Most important of all would be a course, stretching over several years, which one might call "How Not To Be A Fool." Can we not spare our children the terrible price that we paid to learn, all the way to the bone, that a principle that applies always and everywhere also applies here and now, without exemption for their special, wonderful selves? Most of us lie badly and reluctantly, and this is reflected in our generally poor ability to tell when, and how, we're being lied to. Try suggesting such a study at a school board meeting, and those who object will either be fools or The Enemy. We, and our children, live in an atmosphere dense with lies and distortions, from all quarters; and we are doing our children a nearly unforgiveable disservice by pretending otherwise. Surely we can bear the unavoidable revelations that some things that we believe are also lies. (At least, I'm told that people find this difficult; I'm not sure why. I rather enjoy having my intellectual landscape torn up every now and then. I'm not a big fan of "The Truth.") After crossing this emotional Rubicon, the teaching of all the classical logical fallacies would be easy, and easily applied.

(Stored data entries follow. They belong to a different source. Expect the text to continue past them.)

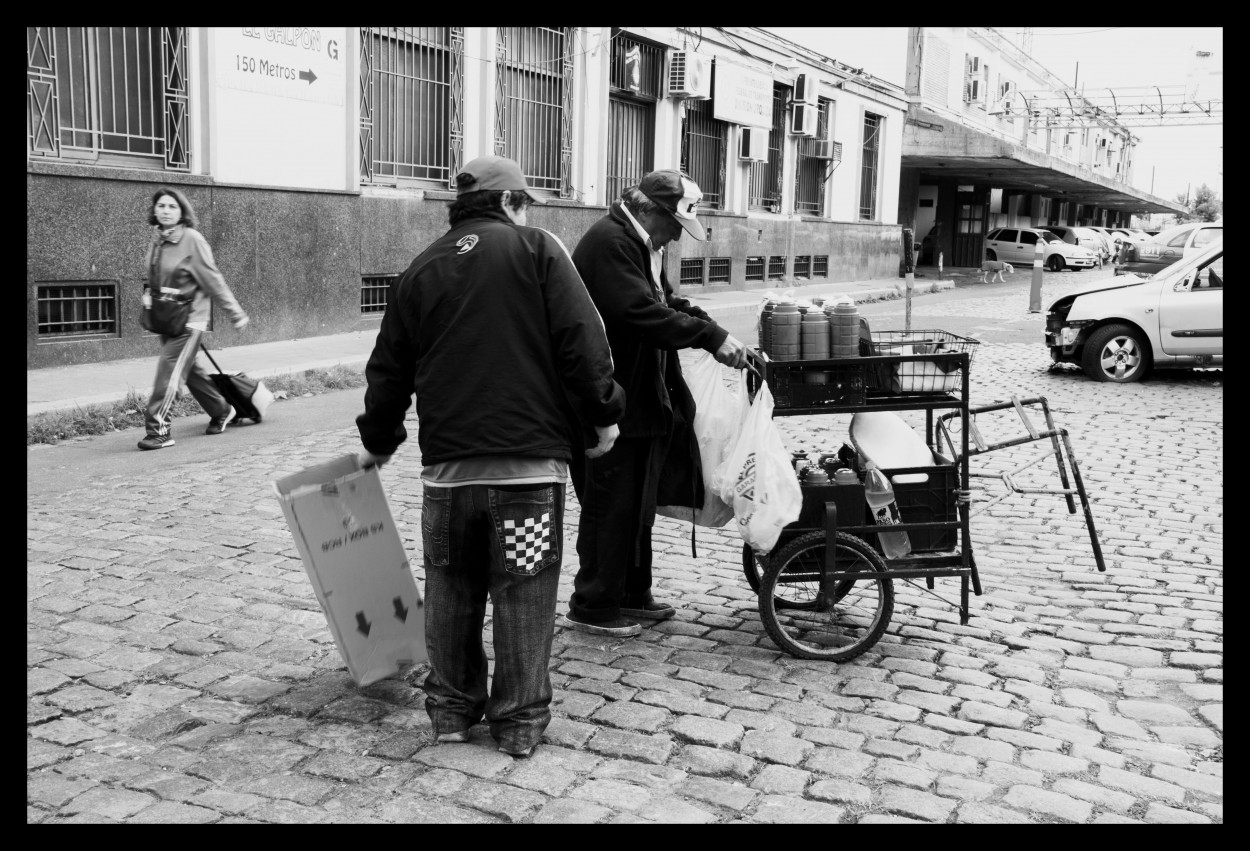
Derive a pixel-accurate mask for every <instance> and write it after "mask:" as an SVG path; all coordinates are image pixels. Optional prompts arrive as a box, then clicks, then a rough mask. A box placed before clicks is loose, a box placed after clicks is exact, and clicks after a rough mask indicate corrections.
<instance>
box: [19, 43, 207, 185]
mask: <svg viewBox="0 0 1250 851" xmlns="http://www.w3.org/2000/svg"><path fill="white" fill-rule="evenodd" d="M186 70H187V69H186V27H181V26H27V27H26V94H27V97H26V101H27V120H26V135H27V155H30V156H53V157H65V159H78V160H99V159H100V157H101V155H104V156H110V157H111V156H120V157H126V159H124V160H121V161H128V162H134V164H136V165H144V166H148V165H154V164H153V162H151V160H156V161H158V162H159V165H160V167H164V169H166V170H170V171H186V170H189V167H190V149H189V145H187V121H186V111H187V79H186Z"/></svg>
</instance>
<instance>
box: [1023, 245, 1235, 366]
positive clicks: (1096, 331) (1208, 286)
mask: <svg viewBox="0 0 1250 851" xmlns="http://www.w3.org/2000/svg"><path fill="white" fill-rule="evenodd" d="M1046 345H1048V346H1049V347H1050V357H1051V360H1054V361H1055V362H1068V364H1079V365H1080V366H1081V369H1084V370H1085V372H1086V375H1089V376H1090V377H1091V379H1095V380H1098V381H1116V382H1129V381H1140V380H1141V379H1144V377H1145V376H1146V375H1148V374H1149V372H1150V370H1151V369H1156V367H1158V369H1174V367H1194V366H1219V367H1223V366H1224V240H1223V239H1219V240H1216V241H1214V242H1211V244H1209V245H1208V246H1205V247H1203V249H1201V250H1199V251H1196V252H1194V254H1193V255H1190V256H1188V257H1184V259H1183V260H1179V261H1178V262H1174V264H1173V265H1170V266H1168V267H1165V269H1164V270H1163V271H1160V272H1158V274H1155V275H1154V276H1150V277H1141V276H1139V275H1120V276H1115V277H1109V279H1104V280H1101V281H1094V282H1091V284H1090V285H1089V286H1086V287H1084V289H1081V290H1079V291H1076V292H1073V294H1070V295H1065V296H1064V297H1063V299H1059V300H1056V301H1055V304H1053V305H1050V310H1049V311H1046Z"/></svg>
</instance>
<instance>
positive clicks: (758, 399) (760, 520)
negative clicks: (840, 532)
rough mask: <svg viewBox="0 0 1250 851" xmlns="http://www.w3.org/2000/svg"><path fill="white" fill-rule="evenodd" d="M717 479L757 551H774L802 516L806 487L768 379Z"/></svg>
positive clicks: (748, 541) (745, 538)
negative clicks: (780, 428) (799, 483)
mask: <svg viewBox="0 0 1250 851" xmlns="http://www.w3.org/2000/svg"><path fill="white" fill-rule="evenodd" d="M715 480H716V481H717V482H719V484H720V497H721V499H722V500H725V501H726V502H729V504H730V505H732V506H734V520H735V521H736V522H737V531H739V534H740V535H741V536H742V540H744V541H746V544H749V545H750V546H751V549H752V550H755V551H756V552H763V554H766V552H771V551H773V547H774V546H776V542H778V539H779V537H780V536H781V530H783V529H784V527H785V526H788V525H790V524H793V522H794V521H795V520H798V519H799V514H800V512H801V510H803V491H801V490H800V487H799V480H798V477H796V476H795V475H794V467H793V466H791V465H790V452H789V451H788V450H786V447H785V444H784V442H781V432H779V431H778V427H776V425H775V424H774V422H773V391H770V390H769V385H768V384H766V382H764V384H761V385H760V391H759V392H758V394H756V395H755V401H752V402H751V406H750V410H749V411H747V414H746V419H745V421H744V422H742V430H741V432H740V434H739V436H737V440H736V441H734V446H732V449H731V450H730V452H729V457H727V459H726V460H725V464H724V465H721V469H720V470H717V472H716V476H715Z"/></svg>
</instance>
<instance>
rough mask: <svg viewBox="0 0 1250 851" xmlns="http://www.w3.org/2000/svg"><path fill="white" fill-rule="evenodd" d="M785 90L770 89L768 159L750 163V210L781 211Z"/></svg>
mask: <svg viewBox="0 0 1250 851" xmlns="http://www.w3.org/2000/svg"><path fill="white" fill-rule="evenodd" d="M785 92H786V89H784V87H781V86H774V89H773V126H771V127H770V129H769V161H768V162H754V164H751V197H750V207H751V209H752V210H771V211H773V212H780V211H781V172H783V171H784V166H785V162H784V161H783V159H781V154H783V151H781V142H783V141H785Z"/></svg>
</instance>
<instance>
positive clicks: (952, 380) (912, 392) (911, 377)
mask: <svg viewBox="0 0 1250 851" xmlns="http://www.w3.org/2000/svg"><path fill="white" fill-rule="evenodd" d="M979 345H980V340H973V339H971V337H961V336H959V335H958V334H951V332H950V331H936V330H933V331H873V354H874V355H879V356H891V355H898V356H913V355H950V354H960V352H968V364H969V367H971V365H973V355H974V354H975V352H976V346H979ZM876 379H878V386H879V389H881V390H886V391H889V392H894V394H925V392H950V391H953V390H959V387H960V381H961V376H960V367H959V364H958V362H956V361H955V360H954V359H950V357H935V359H931V360H930V359H916V360H900V361H899V362H898V364H885V365H883V367H881V369H879V370H878V371H876Z"/></svg>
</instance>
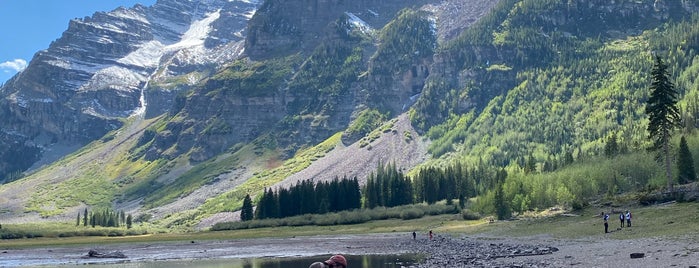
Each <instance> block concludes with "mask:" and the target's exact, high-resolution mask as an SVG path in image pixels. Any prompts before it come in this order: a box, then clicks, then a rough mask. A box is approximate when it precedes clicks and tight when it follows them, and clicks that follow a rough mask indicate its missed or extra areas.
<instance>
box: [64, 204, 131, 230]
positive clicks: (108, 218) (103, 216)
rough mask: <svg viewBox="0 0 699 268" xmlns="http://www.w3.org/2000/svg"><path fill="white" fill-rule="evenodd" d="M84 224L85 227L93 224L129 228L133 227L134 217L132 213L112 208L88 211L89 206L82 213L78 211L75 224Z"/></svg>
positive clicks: (105, 226) (104, 225) (78, 224)
mask: <svg viewBox="0 0 699 268" xmlns="http://www.w3.org/2000/svg"><path fill="white" fill-rule="evenodd" d="M80 225H83V226H85V227H87V226H91V227H95V226H102V227H121V226H126V228H127V229H131V227H132V225H133V217H132V216H131V214H128V215H126V213H125V212H124V211H123V210H122V211H118V212H117V211H113V210H110V209H105V210H100V211H92V212H90V211H88V209H87V208H85V210H84V211H83V213H82V215H81V214H80V213H78V216H77V218H76V220H75V226H80Z"/></svg>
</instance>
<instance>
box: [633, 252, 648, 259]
mask: <svg viewBox="0 0 699 268" xmlns="http://www.w3.org/2000/svg"><path fill="white" fill-rule="evenodd" d="M644 256H645V254H644V253H631V258H632V259H638V258H643V257H644Z"/></svg>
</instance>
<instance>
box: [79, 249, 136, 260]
mask: <svg viewBox="0 0 699 268" xmlns="http://www.w3.org/2000/svg"><path fill="white" fill-rule="evenodd" d="M84 258H110V259H124V258H127V257H126V255H124V253H121V252H120V251H114V252H99V251H97V250H94V249H91V250H90V251H88V252H87V255H86V256H85V257H84Z"/></svg>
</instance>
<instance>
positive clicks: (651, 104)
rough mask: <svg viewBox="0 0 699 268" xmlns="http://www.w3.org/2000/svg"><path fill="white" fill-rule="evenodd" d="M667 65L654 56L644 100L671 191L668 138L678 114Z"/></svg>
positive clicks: (678, 115) (669, 135)
mask: <svg viewBox="0 0 699 268" xmlns="http://www.w3.org/2000/svg"><path fill="white" fill-rule="evenodd" d="M668 76H669V75H668V71H667V65H665V63H664V62H663V60H662V59H660V56H656V57H655V65H654V66H653V70H652V72H651V87H650V89H651V93H650V97H649V98H648V101H647V102H646V114H648V119H649V121H648V133H649V138H650V139H651V140H652V141H653V147H652V148H651V149H652V150H654V151H657V152H658V160H660V161H662V162H663V164H664V166H665V175H666V178H667V187H668V190H669V191H670V192H672V191H673V184H674V183H673V179H674V178H673V177H672V166H671V161H672V160H671V158H672V155H671V153H670V138H671V136H672V131H673V130H674V129H675V128H676V127H677V126H679V123H680V114H679V110H678V109H677V105H676V104H677V91H676V90H675V85H674V84H673V83H672V82H671V81H670V78H669V77H668Z"/></svg>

All these things and more could be taught, and be directly anchored to real and immediate issues (unlike most schoolwork), and make not too difficult and exceptionally interesting classes for the children. The end result on the culture as a whole would be incalculable, almost unimaginable - but that's another essay. Where it bears on suicide, is the fact that people are frightened of the unknown and aware that their schemes could go awry, and leave them alive and embarrassed, or worse, alive and damaged. There seems to be a distinct tendency on the part of clergy to interpret this as God's will, or intervention by guardian angels, or some such rubbish. There's nothing so ethereal about it; it's purely physical and philosophical incompetence. And I think that feeling of incompetence contributed heavily to the events that brought them to this final problem.